Home Gaya Hidup Sejarah Singkat Teh Nikmat Di Indonesia

Sejarah Singkat Teh Nikmat Di Indonesia

Bandung, Gatra.com - Apa itu teh? Menurut Tea Master Oza Sudewo, segala sesuatu yang diseduh berubah warna dan berubah rasa, bisa disebut teh.

"Sebenarnya ada dua pengertian, ada pengertian secara umum dan khusus. Pengertian secara khususnya adalah camellia sinensis," katanya Sabtu (13/7) sore.

Camellia sinensis adalah tanaman yang pucuk dan daunya digunakan untuk membuat teh. Dalam sejarahnya, Oza menceritakan, tanaman teh ini berasal dari Cina dan Jepang.

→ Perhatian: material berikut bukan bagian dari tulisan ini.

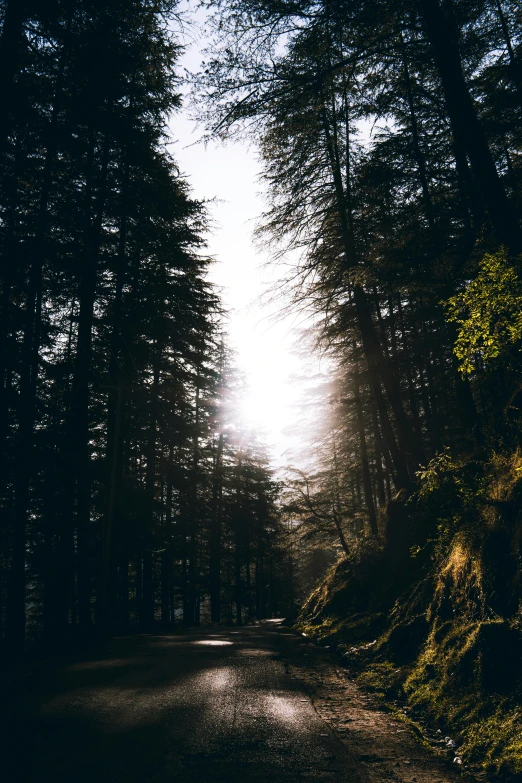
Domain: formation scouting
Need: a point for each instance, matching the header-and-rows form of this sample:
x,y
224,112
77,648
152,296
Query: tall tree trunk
x,y
442,34
366,475
215,535
147,615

Baca juga: Ingin Teh Enak, Begini Teknik Menyeduhnya

Dalam acara Menikmati Teh Sore, Oza menjelaskan sejarah teh secara singkat. Dia mengatakan, lewat jalur perdagangan, kesohoran teh sampai hingga Eropa. Ketika Eropa melakukan pelayaran global untuk mencari sumber yang biasanya mereka dapat dari distributor. Mereka pun memonopoli Cina dan Jepang, sebagai satu-satunya negara penghasil teh.

Pada masa itu, saking berharganya tanaman teh, Kaisar Cina sampai menitahkan untuk membiarkan teh kualitas terbaik yang boleh keluar. Tapi tidak dengan bibitnya.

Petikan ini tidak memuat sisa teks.